Colazione al Palazzaccio

Davvero siamo una nazione nella quale la refezione scolastica deve finire in Cassazione? Purtroppo sì. Lungi da noi inseguire i supremi giudici lungo il tortuoso sentiero del diritto. Ma solo ribadire un aforisma del saggio Jemolo, secondo il quale un aspetto del buon senso è il senso delle proporzioni. Non rinveniamo né l’uno né l’altro nella vicenda, nelle autorità o cittadini che l’hanno sollevata, nelle toghe che l’hanno elevata nei gradi della giurisdizione, nei massimi giudici che l’hanno decisa tirando per le bretelle i pantaloni dei sacri principi dell’89: uguaglianza, libertà, dignità.

Sappiamo che, se il ricorso è legittimo, ammissibile, la Cassazione deve pronunciarsi.

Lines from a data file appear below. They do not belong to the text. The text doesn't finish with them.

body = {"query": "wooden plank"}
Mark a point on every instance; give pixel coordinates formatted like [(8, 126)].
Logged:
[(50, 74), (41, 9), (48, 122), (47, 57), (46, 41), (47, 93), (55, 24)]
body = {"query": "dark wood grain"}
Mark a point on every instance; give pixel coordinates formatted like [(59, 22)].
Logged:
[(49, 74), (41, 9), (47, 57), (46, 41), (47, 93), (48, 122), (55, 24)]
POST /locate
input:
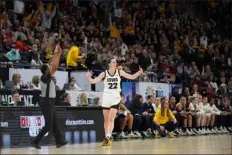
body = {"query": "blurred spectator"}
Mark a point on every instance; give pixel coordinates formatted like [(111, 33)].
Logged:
[(54, 80), (65, 100), (72, 85), (96, 101), (165, 120), (83, 100), (18, 82), (36, 83), (157, 104), (13, 55), (16, 99)]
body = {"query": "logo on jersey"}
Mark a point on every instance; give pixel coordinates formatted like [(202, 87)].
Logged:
[(33, 123)]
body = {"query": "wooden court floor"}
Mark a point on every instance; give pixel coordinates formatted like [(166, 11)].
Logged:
[(215, 144)]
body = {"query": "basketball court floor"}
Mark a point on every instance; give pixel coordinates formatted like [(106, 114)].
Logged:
[(215, 144)]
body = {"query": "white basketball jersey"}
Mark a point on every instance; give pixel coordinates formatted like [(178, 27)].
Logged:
[(112, 82)]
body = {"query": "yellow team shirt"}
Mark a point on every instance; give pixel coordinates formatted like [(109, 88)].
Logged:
[(49, 51), (130, 29), (163, 119), (114, 32), (73, 56)]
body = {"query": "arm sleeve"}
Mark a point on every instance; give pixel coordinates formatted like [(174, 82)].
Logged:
[(46, 77), (157, 116), (171, 115)]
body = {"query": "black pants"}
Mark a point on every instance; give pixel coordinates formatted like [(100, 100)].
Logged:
[(223, 120), (169, 126), (49, 112), (147, 122), (137, 123)]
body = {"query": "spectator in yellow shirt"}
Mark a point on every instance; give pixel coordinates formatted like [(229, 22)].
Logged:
[(114, 32), (74, 55), (165, 120)]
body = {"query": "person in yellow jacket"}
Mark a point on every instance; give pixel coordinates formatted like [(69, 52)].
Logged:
[(165, 120), (74, 56)]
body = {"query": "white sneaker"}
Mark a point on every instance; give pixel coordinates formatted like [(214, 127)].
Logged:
[(131, 135), (205, 131), (226, 131), (193, 133), (221, 130), (213, 131), (145, 134), (179, 132), (200, 132), (208, 131), (138, 134), (188, 132), (122, 135), (182, 132), (195, 130), (216, 130)]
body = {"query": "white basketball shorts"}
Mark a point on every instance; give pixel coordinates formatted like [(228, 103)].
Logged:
[(110, 99)]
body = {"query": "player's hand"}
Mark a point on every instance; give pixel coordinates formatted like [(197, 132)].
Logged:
[(89, 74), (58, 49), (140, 70), (162, 128)]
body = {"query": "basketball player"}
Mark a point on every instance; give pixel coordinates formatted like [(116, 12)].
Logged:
[(111, 95), (47, 102)]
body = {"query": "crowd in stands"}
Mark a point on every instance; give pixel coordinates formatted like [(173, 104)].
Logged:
[(171, 44)]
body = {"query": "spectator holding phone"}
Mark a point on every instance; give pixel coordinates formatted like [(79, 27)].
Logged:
[(186, 117), (210, 116), (165, 120), (197, 113), (124, 117)]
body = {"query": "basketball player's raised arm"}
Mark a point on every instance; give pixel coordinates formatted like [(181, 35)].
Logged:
[(55, 60), (131, 76), (95, 80)]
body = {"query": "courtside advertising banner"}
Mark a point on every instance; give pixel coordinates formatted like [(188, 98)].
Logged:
[(19, 125), (77, 97), (82, 81), (155, 89), (27, 75)]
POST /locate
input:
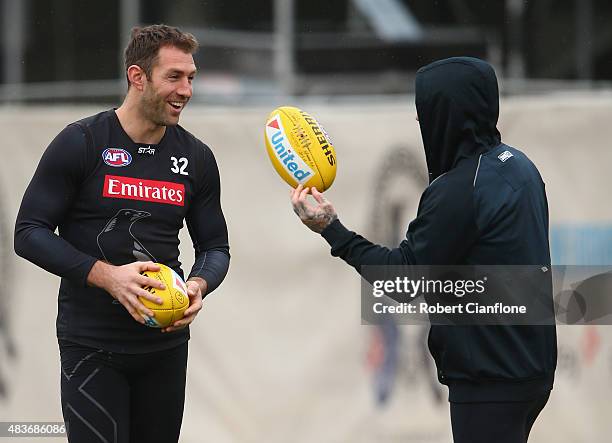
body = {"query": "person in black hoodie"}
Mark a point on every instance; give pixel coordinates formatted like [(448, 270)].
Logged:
[(485, 205)]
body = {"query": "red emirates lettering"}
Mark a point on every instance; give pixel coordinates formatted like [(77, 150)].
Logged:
[(145, 190)]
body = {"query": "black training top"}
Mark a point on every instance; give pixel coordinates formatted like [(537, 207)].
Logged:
[(119, 201), (485, 205)]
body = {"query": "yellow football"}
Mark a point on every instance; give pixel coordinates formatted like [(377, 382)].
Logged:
[(300, 149), (174, 298)]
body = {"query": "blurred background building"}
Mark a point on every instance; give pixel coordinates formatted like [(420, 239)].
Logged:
[(253, 50)]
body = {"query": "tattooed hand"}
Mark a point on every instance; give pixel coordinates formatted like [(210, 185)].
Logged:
[(316, 217)]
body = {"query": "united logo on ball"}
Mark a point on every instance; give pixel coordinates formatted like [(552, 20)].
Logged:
[(174, 298), (300, 149)]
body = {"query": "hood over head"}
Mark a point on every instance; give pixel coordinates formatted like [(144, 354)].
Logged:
[(457, 103)]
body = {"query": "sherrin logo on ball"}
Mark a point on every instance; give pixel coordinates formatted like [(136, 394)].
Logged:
[(300, 149), (174, 298)]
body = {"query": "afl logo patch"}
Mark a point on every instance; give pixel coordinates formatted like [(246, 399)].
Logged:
[(116, 157)]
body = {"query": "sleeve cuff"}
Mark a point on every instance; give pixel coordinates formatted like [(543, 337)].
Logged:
[(336, 233)]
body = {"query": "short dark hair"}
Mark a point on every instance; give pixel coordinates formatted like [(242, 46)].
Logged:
[(145, 42)]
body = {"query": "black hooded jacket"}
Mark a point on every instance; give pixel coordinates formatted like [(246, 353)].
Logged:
[(485, 205)]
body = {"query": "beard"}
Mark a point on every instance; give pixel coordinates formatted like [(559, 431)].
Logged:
[(153, 107)]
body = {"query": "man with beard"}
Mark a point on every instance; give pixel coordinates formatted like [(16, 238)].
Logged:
[(118, 185), (485, 205)]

Deve sanzionare inequivocabilmente il torto e la ragione, basandosi sulle leggi e interpretandole. Siamo certi che i giudici del diritto fossero indispettiti dal doversi occupare di panini e companatici, volendo pure evitare di insudiciarsi gli ermellini con l’olio d’imbottitura.

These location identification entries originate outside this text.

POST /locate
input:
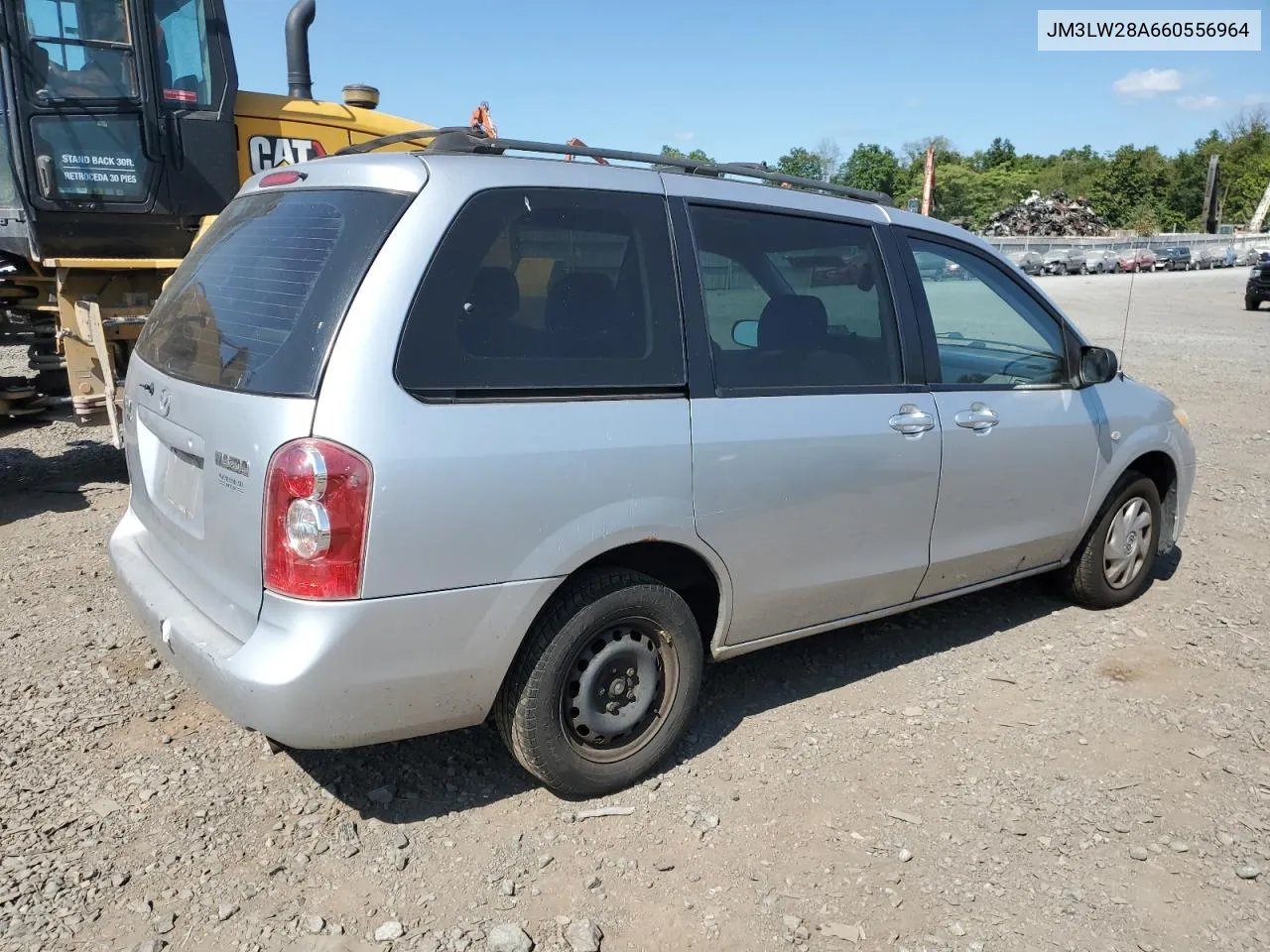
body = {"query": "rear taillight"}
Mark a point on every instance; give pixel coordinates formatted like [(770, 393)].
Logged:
[(318, 498)]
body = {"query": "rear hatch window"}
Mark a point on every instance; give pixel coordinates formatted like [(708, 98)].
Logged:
[(255, 304)]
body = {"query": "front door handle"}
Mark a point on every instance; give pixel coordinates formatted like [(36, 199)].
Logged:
[(978, 417), (911, 420)]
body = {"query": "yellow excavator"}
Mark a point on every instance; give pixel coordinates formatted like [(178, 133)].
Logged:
[(122, 135)]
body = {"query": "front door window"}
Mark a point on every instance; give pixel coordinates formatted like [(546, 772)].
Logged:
[(185, 54), (79, 50)]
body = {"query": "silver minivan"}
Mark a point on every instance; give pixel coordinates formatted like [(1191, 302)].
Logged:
[(420, 439)]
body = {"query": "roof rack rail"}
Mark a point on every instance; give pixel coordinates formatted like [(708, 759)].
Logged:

La scienza giuridica è stata chiamata dalla Giustizia ad esaminare un caso che neppure Salomone avrebbe gradito risolvere, sebbene al modo suo ben noto. Il ridicolo topolino sgusciato fuori dagli arzigogoli della decisione (giustizia è fatta, finalmente!) somiglia a quelli che s’annidano felici nelle derrate guaste. La refezione, dunque, è un vero regno dell’uguaglianza, legale e materiale. A ciascun scolaro lo stesso cibo. Perché non esiste alcun diritto soggettivo (perfetto, si capisce) a mangiare quel che pare e piace: gli scolari devono mangiare la minestra statale, per centomila motivi, primi tra tutti il sanitario e il nutrizionale. Così, invece di adattare il cibo ai gusti individuali, bisogna che i gusti personali cedano allo stesso unico cibo che passa il convento. Una bella lezione di comunismo in salsa scolastica. Il giudice sarà pure la bocca della legge, ma non dovrebbe farle masticare gli alimenti degli impuberi. Una sentenza “politicamente corretta”, a quanto pare. Portarsi da casa un panino a gusto proprio costituisce un diritto umano naturale, praticato dagli adulti in ogni dove, che non può essere negato agli adolescenti. L’Onu, l’Ue, la Consulta hanno forse smesso di salvaguardare i diritti dell’infanzia?